What: There are two main ways to summit Half Dome: the Mist Trail (14 miles round trip) or the John Muir Trail (16 miles round trip). When I did the hike last June, the plan was to go up the Mist Trail and down the JMT, but after hours of hiking, the thought of tacking on additional mileage — even if it was less steep — became less appealing.
Either way, you're looking at a gnarly 4,800 feet of elevation gain. For most hikers, the round trip takes 10 to 12 hours.
Hiking Half Dome involves a fair amount of logistical and physical advance prep.
First, you'll need a permit to climb the cables. There are two ways to obtain one: during the preseason lottery (apply online in March; learn your results in mid-April) or through a daily lottery during the hiking season, which typically begins around Memorial Day and ends around Columbus Day, depending on weather conditions.
A maximum of 300 hikers are allowed a day: 225 day hikers, and 75 backpackers. With tens of thousands of people applying, be prepared for disappointment: According to the National Park Service, the success rate last year for preseason lottery applicants was just 3.4% on weekends and 10% on weekdays; for the daily lottery, it was 12% on weekends and 31% on weekdays.
To get in shape for Half Dome, plan to do several training hikes in the preceding months — a loop around Runyon the week before isn't going to cut it.
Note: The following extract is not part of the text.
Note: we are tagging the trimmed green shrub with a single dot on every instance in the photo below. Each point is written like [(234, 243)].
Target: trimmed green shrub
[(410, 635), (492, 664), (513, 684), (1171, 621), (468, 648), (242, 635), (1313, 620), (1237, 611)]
Wake up early, pack a backpack and get a feel for what it's like to be out on the trail all day. Good training hikes in Southern California include the Six-Pack of Peaks (Mt. Wilson, Cucamonga Peak, Mt. Baldy, San Bernardino Peak, Mt. San Jacinto and San Gorgonio). Build up your arm strength with weights and resistance exercises.
Bring a good pair of hiking boots, at least four liters of water, grippy gloves (although there is a pile of discarded gloves at the base of the cables), sunscreen, lunch, snacks, a flashlight or headlamp, mosquito repellent and a first-aid kit. Some hikers use a harness and clips to attach themselves to the cables, but most haul themselves up without.
Where: The hike begins on the valley floor. There’s a parking lot, or you can walk to the trailhead from the Happy Isles shuttle stop (about a half-mile away) or from Half Dome Village (about three-quatrers of a mile away). Note that shuttle service doesn’t begin until 7 a.m.
How much: It costs $10 to apply for a permit, and another $10 if you win the lottery. Park admission is $30 per vehicle for a seven-day pass.